Productivity has rarely increased at a rate of more than 4 percent per year, and the five year average of yearly increases has not broken 4 percent since 1952, when unemployment was quite low. This slow progress is because for all industries where we see progress, many more industries are operating at the same or lower levels of productivity as they had years ago. That means that massive improvement of the likes of even eight percent a year are basically out of the question for the United States, because they would require faster technological progress across a much broader array of technologies, industries and occupations.
Why don’t we have jobs? What is really going on?
“While there are a number of important causes including inadequate demand and the problematic nature of recovery from financial crises, the most compelling diagnosis is that we are failing to achieve robust recovery because the overall US economy has lost International Competitiveness!”
Conclusion: the Case for a National Productivity Policy
“Given that productivity growth is the most important factor in our nation’s economy it is surprising that the United States does not have an explicit national productivity policy.”
Paul Krugman wrote that “productivity growth is the single most important factor affecting our economic well-being. But it is not a policy issue because we are not going to do anything about it.”

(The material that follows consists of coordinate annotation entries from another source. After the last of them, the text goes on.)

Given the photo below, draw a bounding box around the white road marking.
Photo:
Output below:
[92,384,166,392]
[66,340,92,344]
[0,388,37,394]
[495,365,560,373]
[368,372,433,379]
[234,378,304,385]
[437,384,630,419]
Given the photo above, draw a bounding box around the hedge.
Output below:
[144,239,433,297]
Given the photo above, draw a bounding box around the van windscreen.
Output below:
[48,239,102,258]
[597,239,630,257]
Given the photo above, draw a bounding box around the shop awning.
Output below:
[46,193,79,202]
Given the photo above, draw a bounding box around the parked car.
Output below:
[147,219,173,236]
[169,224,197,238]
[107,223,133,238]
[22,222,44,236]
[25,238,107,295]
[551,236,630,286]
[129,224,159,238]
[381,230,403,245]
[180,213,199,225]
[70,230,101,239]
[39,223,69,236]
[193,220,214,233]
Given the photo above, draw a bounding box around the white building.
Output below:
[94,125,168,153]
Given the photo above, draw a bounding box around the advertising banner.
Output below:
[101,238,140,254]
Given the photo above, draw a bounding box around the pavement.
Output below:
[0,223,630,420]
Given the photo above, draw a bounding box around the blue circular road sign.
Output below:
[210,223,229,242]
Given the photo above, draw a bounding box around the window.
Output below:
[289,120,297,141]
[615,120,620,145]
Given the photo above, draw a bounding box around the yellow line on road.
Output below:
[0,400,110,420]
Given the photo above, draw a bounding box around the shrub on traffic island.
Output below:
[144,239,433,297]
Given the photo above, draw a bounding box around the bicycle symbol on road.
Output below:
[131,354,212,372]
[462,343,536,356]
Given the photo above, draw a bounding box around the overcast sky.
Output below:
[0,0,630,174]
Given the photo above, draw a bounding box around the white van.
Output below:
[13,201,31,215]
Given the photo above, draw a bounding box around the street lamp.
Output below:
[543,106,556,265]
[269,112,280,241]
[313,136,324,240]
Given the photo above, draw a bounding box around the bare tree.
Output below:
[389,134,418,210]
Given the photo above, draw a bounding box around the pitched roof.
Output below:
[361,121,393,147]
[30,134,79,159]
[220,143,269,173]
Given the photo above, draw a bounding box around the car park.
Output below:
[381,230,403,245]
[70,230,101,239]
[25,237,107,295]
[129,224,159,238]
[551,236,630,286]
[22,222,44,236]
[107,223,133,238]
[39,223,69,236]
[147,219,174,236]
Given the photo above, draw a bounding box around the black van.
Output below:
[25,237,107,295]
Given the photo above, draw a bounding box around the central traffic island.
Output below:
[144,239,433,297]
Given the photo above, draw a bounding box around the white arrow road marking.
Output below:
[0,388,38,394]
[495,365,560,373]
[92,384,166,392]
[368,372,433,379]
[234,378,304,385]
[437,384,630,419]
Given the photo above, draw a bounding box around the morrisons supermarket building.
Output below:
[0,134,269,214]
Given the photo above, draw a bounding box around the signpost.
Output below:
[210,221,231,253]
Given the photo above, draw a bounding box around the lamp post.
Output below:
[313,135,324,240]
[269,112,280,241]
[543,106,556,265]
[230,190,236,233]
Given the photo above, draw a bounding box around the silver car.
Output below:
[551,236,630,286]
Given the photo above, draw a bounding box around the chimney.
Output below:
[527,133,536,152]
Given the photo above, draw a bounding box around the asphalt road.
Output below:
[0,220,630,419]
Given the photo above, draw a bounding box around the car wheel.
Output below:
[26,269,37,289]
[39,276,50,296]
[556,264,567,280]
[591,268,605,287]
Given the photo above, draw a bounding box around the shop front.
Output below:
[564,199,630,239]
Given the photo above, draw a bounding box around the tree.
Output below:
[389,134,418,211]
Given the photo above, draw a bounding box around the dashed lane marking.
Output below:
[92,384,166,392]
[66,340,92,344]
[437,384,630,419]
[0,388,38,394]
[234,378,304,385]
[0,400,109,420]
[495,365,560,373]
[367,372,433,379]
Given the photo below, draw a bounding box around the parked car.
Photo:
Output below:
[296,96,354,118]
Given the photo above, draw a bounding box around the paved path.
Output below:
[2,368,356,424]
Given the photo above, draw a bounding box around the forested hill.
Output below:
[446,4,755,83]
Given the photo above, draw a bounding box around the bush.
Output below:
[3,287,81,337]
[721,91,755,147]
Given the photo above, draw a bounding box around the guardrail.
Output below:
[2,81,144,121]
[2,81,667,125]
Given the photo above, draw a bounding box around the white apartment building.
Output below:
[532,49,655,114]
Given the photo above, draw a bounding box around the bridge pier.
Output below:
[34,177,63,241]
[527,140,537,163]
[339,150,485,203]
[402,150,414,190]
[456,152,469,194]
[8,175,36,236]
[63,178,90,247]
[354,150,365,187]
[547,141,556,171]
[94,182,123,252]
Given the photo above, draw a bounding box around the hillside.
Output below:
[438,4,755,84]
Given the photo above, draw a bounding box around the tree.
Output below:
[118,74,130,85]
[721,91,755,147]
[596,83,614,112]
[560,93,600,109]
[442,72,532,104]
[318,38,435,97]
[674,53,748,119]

“In summary, if we want our children to enjoy the same improvements in standard of living we experienced vis-à-vis our parents, rather than be afraid of robots and automation technology generally, we should do everything we can including developing a national productivity policy, to get more of it.”
Author’s summary—This article is worth reading from a larger or macro-economic view and to get comfortable with the future direction of the US economy. If the data in this article is believable, then there are no major disruptions expected from within the country. But we live in a worldwide economy, and our actions in Colorado, Nebraska, Wyoming etc., are heavily influenced by our competitive position in the world. We can make a difference.
As we adopt technology to make our companies more productive we improve the country’s competitive position as well. That can have the impact of raising salaries, providing better jobs and improving our businesses. Sounds like a good investment.